Tanzania is the most popular destination for American tourists, according to a new report. 

CheapOair.com says in an online report that inexpensive air fares and unique attractions have boosted Tanzania’s popularity as a preferred tourist destination among visitors from the US and other rich countries.

Followed by Turkey, Malaysia, Vietnam and Ecuador, Tanzania has seen tourist bookings increase by nearly 50 per cent in the first half of this year compared to the same period last year with the cost of a return ticket falling by six per cent.

The Tanzania Tourist Board welcomed the new developments.

“We are very pleased with this development. The competitiveness of tourist destinations are largely determined by the cost of travel and accommodation,” Tanzania Tourist Board Aloyce Nzuki Managing Director told The Citizen.

The findings of the survey complements a study by The New York Times in 2011, which ranked Tanzania as the best safari destination in the world.

According to the CheapOair survey, the popularity of Mount Kilimanjaro was also pivotal in drawing more tourists to the country.

CheapOair’s travel specialists indicated in the survey that customers not only take advantage of airfare deals to exotic destinations but also maximize the time they spend there.

“For example, visitors to Tanzania can explore the Serengeti or spend a few days on the beaches in Zanzibar. Similarly tourists to Ecuador can travel to the Galapagos Islands, world renowned for their unique wildlife,” said the report. Tanzania received 1,043,000 tourists last year who brought in $1.56 billion.

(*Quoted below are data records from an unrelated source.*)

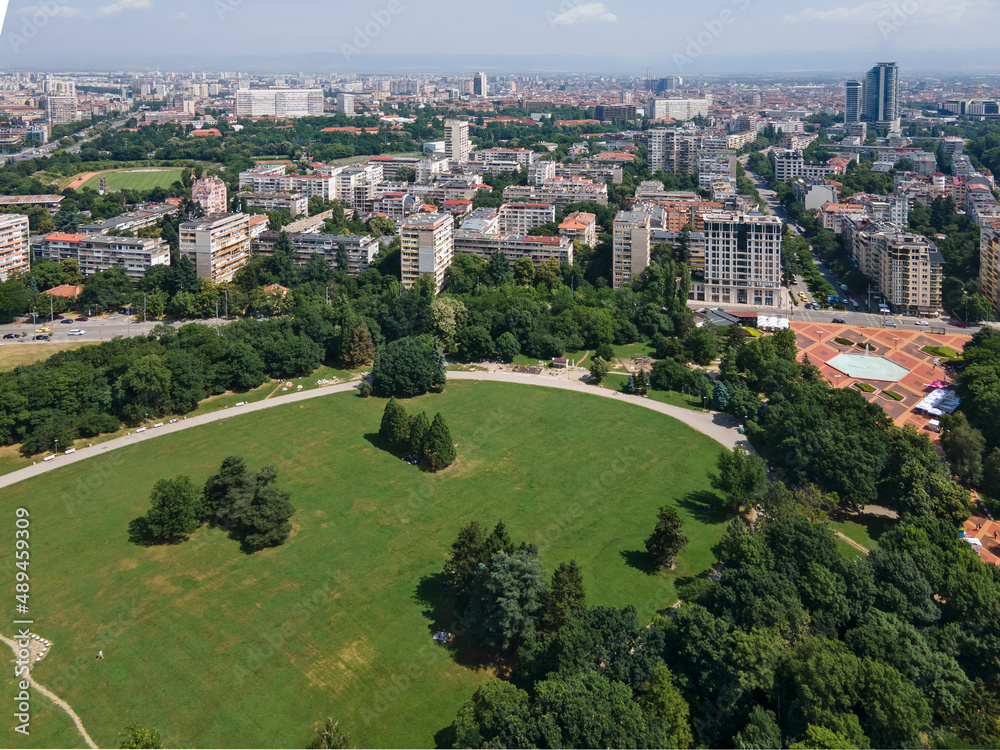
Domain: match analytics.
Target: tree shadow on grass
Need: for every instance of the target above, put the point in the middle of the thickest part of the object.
(704, 507)
(439, 609)
(640, 560)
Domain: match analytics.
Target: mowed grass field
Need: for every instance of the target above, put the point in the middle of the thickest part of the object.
(136, 179)
(219, 649)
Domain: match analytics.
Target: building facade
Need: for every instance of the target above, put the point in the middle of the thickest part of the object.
(218, 246)
(211, 193)
(427, 247)
(14, 246)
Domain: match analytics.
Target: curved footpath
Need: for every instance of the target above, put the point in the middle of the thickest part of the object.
(719, 427)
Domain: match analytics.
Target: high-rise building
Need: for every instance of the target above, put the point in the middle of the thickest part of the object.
(13, 245)
(279, 103)
(480, 85)
(345, 104)
(742, 259)
(427, 246)
(630, 248)
(881, 93)
(218, 246)
(456, 140)
(852, 102)
(211, 193)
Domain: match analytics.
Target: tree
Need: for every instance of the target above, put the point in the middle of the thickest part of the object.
(507, 347)
(360, 351)
(267, 520)
(599, 370)
(662, 701)
(438, 450)
(175, 510)
(330, 737)
(565, 599)
(394, 433)
(408, 367)
(138, 736)
(740, 479)
(666, 541)
(964, 446)
(420, 427)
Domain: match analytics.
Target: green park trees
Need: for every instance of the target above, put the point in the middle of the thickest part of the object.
(428, 443)
(250, 506)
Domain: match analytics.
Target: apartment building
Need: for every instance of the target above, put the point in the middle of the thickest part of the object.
(560, 192)
(217, 245)
(295, 203)
(274, 180)
(281, 103)
(521, 218)
(211, 193)
(742, 259)
(907, 269)
(428, 247)
(580, 226)
(95, 253)
(989, 270)
(677, 109)
(361, 249)
(514, 247)
(456, 141)
(14, 246)
(630, 246)
(131, 222)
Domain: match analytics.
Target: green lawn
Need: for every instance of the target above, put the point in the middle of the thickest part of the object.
(136, 179)
(217, 649)
(615, 382)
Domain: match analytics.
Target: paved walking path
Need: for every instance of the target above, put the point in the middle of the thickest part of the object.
(719, 427)
(53, 697)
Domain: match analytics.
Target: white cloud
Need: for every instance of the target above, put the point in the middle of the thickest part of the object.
(119, 5)
(951, 11)
(586, 13)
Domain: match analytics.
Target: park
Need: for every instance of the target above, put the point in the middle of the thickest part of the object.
(218, 648)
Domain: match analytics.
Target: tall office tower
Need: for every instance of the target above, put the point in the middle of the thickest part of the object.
(852, 102)
(427, 246)
(881, 93)
(480, 86)
(743, 258)
(456, 140)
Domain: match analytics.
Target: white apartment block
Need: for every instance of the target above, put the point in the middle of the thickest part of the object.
(279, 103)
(218, 246)
(677, 109)
(540, 171)
(580, 226)
(742, 259)
(427, 247)
(97, 253)
(14, 247)
(456, 141)
(630, 248)
(211, 193)
(521, 218)
(560, 192)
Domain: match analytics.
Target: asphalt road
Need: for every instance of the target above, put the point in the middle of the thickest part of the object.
(95, 329)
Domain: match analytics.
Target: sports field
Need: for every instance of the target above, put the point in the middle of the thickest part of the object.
(218, 649)
(142, 179)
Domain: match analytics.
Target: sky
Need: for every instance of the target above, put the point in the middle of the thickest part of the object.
(673, 37)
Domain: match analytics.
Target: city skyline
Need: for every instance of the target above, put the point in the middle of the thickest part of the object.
(571, 36)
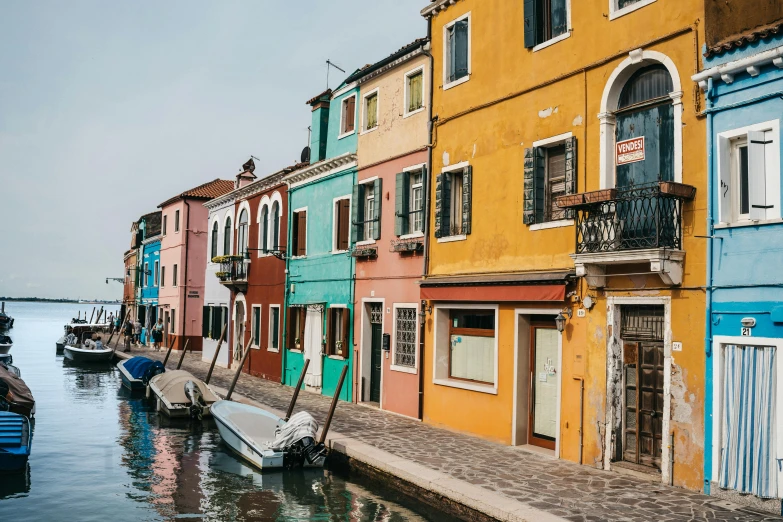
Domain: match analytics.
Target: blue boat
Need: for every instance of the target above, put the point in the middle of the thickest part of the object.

“In the US, we’ve only got a couple of weeks vacation each year and, if the price is not dramatically different from something closer, people figure: Why not go?” said Mr Chris Cuddy, Chief Commercial Officer at CheapOair.

Tanzania has cheap flights because of much competition from more than four airlines that bring visitors from the US and Europe. Airlines that currently connect the US and Tanzania includes South African airways, Qatar, Turkish Airlines and many others.

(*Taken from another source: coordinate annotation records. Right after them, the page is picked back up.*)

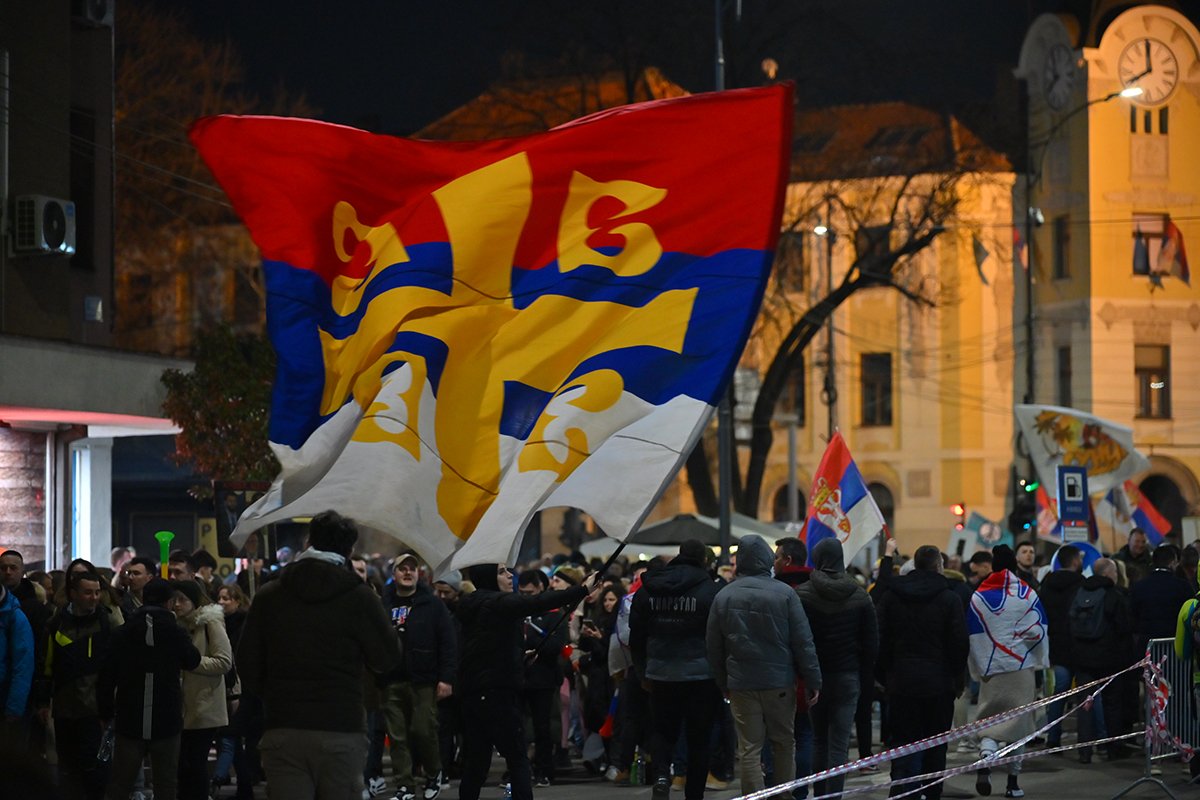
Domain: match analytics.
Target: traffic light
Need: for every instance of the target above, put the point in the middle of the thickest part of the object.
(960, 511)
(1025, 507)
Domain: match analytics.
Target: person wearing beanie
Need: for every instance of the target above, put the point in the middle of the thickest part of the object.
(204, 687)
(306, 642)
(1008, 633)
(492, 669)
(139, 691)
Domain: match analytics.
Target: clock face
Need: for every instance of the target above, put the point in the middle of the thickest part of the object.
(1151, 65)
(1059, 76)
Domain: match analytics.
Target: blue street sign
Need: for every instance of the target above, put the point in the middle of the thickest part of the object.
(1073, 495)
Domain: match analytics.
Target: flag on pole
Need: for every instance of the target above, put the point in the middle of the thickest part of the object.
(1048, 516)
(840, 505)
(1173, 256)
(1126, 507)
(468, 332)
(1140, 253)
(1057, 437)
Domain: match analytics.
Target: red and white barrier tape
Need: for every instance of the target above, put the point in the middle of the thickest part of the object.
(953, 735)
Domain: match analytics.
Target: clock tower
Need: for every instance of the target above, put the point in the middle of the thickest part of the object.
(1107, 314)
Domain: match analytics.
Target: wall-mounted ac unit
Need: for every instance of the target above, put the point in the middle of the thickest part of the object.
(43, 224)
(97, 13)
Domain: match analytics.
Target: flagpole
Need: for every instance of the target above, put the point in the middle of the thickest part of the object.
(725, 409)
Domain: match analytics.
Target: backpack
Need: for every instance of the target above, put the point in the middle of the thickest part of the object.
(1086, 614)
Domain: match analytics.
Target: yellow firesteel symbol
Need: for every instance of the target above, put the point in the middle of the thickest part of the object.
(490, 341)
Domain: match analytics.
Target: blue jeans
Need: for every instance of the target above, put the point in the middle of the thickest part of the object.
(833, 717)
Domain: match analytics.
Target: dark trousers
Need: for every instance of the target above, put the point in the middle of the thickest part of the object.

But money is not the only motivator. There is also the appeal of the unknown. “Each of these five destinations have all got some combination of culture and physical geography, or ancient language and striking landscape, that makes people think they’re ‘really’ going away for a trip,” Mr Cuddy said. “We don’t have a Tanzania equivalent in the US.”

Round trip flights from New York City to Dar es Salaam, according to the survey are being offered at $1,112 on Turkish Airlines, which is also selling trips to Kuala Lumpur, Malaysia, for $889, according to CheapOair.com figures. But tourists might opt for Tanzania after taking into consideration the uniqueness of its attractions.
Dr Nzuki said the report’s findings presented an opportunity for growth.

“We regard this as potential for tourism growth in the country because, as you might be aware, the government has been trying to increase the number of US tourists visiting the country, Dr Nzuki noted.

Measures taken include trying to convince US airlines to fly directly to Tanzania, but it has been difficult because of security concerns.

Dr Nzuki said the fact that more airlines were offering cheaper flights from the US to Tanzania was welcome.

“Previously we had only one airline, KLM, that flew tourists from the US to Kilimanjaro International Airport, but we now have more airlines bringing visitors to KIA,” he said.

For his part Tourism Confederation of Tanzania chairman Richard Rugimbana said: “Tanzania has been recognised several times for doing well in this sector. It is the responsibility of tourism markets to use this as an opportunity to showcase what other countries haven’t been blessed with by ensuring peace and security for our visitors.”

Cheaper flights to tourist destinations are important because most of the travels are done by air. The World Tourism Organisation said in its recent report that in 2012, travel for holidays, recreation and types of leisure accounted for just over half of all international tourist arrivals which was equivalent to 536 million arrivals.